Perhaps a good way of explaining hypothesis testing is to consider an experiment.

Suppose we have a large group of patients, and we were testing a drug to lower their blood pressure. We first measure the blood pressures of the group before the treatment programme.

There will be some variability of the results, with most of the patients having a result close to some mean value (it would be highly unusual if they all had the same readings!). We can model this variability as a random process, say a Gaussian (also known as Normal) distribution - which is like a bell shaped curve. Most of the readings will have a result close to the mean, with a few noticeably lower or higher than this mean. If we had selected a group of people with high blood pressure, we would expect the mean value to be higher than what the medical community would consider the acceptable range.

After the treatment, we measure the blood pressures of the same group of patients. The question we pose is: is the drug effective?

A well-used scientific methodology to use is Hypothesis Testing. In Hypothesis Testing, we start off with a Null Hypothesis (H0), which can be regarded as our default assumption. In the case of our experiment, a suitable Null Hypothesis to consider is that the before and after blood pressure readings are about the same (give or take the variability of the readings). In other words, the drug has no significant effect.

Next we analyse the before and after data, and calculate a *test statistic*, which is a single number that in effect summarises the data. The process by which the test statistic is calculated depends on what kind of Statistical Hypothesis Test we use, which in turn is based on what assumptions we make about the data.

Now, this test statistic itself has a distribution, so that we can calculate a *p-value* from this parameter. This is done using either statistical tables or statistical calculators and software packages (including, I daresay, some online calculators in my blog). It is important to understand what the p-value represents. The p-value is the *probability of obtaining either the observed result or a more extreme result than the observed result based on chance alone*. A low p-value tells us that the result is less likely due to chance alone. We assign a *significance level*, say, of 5% (or 0.05), and if the calculated p-value is less than this, we reject the Null Hypothesis and consider the result significant. On the other hand, if the p-value exceeds 0.05, we accept the Null Hypothesis. An extremely low p-value would be all the more striking, suggesting that something interesting is going on, in terms of the potential effectiveness of the drug.

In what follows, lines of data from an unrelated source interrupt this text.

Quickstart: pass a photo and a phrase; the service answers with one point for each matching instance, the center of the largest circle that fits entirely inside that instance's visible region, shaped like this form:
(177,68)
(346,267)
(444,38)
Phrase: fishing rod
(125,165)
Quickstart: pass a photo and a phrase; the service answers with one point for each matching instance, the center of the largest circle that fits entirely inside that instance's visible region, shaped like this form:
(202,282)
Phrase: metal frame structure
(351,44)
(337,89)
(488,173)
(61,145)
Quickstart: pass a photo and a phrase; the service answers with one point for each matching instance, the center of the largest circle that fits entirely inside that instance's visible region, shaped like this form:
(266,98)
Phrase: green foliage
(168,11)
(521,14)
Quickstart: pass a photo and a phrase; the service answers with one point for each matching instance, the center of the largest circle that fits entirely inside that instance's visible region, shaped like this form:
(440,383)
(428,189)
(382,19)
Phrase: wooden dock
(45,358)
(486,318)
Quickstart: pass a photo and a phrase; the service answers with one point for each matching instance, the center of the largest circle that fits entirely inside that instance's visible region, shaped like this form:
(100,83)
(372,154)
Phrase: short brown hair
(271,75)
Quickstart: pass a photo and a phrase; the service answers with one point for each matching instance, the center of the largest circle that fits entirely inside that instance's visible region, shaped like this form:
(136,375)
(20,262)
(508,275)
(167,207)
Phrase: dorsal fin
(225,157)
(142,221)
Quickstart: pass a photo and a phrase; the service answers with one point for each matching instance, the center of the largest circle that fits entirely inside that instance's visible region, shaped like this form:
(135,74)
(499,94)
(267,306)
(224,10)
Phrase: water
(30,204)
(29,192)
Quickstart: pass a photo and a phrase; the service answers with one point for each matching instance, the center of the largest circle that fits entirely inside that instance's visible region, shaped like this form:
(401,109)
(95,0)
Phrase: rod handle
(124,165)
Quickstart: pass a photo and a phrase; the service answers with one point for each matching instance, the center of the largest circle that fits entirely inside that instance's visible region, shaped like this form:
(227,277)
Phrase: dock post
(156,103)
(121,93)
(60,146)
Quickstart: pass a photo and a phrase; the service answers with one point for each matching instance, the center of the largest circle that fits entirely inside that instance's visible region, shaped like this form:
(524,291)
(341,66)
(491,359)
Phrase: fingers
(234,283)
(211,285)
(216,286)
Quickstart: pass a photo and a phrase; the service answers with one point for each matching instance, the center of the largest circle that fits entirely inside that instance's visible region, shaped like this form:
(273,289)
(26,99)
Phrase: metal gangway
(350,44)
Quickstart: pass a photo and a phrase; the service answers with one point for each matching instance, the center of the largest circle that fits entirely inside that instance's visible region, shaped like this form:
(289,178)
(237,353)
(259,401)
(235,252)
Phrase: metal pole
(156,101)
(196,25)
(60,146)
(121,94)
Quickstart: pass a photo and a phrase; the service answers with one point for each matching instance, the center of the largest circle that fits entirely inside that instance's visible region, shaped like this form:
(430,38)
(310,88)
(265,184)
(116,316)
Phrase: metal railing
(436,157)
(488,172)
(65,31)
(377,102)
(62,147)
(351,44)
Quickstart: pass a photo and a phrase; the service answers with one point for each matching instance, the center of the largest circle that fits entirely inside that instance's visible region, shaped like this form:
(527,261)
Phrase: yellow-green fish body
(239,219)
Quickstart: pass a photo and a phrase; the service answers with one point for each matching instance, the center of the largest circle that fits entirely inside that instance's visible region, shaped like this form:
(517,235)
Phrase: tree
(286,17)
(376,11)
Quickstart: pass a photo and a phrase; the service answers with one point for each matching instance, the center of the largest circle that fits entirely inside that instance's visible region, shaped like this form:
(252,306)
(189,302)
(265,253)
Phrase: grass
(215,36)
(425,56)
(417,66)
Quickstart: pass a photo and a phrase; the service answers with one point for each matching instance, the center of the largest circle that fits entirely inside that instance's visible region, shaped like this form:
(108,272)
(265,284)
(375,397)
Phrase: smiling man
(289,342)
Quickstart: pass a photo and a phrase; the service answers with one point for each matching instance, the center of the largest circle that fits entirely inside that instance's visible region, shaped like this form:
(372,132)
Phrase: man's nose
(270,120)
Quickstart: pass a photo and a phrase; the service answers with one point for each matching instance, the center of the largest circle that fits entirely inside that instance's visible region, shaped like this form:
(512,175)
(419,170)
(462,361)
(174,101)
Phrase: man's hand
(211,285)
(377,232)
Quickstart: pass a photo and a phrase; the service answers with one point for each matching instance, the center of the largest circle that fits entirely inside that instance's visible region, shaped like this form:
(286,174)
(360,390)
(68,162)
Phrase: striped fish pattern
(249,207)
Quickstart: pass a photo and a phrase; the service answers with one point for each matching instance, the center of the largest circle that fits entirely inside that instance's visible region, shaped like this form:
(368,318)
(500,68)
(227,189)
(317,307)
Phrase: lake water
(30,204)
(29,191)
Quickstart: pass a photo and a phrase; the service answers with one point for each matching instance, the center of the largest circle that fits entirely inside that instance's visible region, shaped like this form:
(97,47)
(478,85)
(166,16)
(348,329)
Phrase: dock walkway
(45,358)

The p-value tells us how likely the observed results (or a more extreme result) arise from chance. It is not definitive proof that the drug is effective, were it to have a low value - it suggests that something significant is going on, and that further investigation is warranted. On the other hand, if the p-value is quite high (approaching the maximum value of 1), provided the experiment has been carefully designed, the result is not considered significant, and the researcher may not pursue the case further.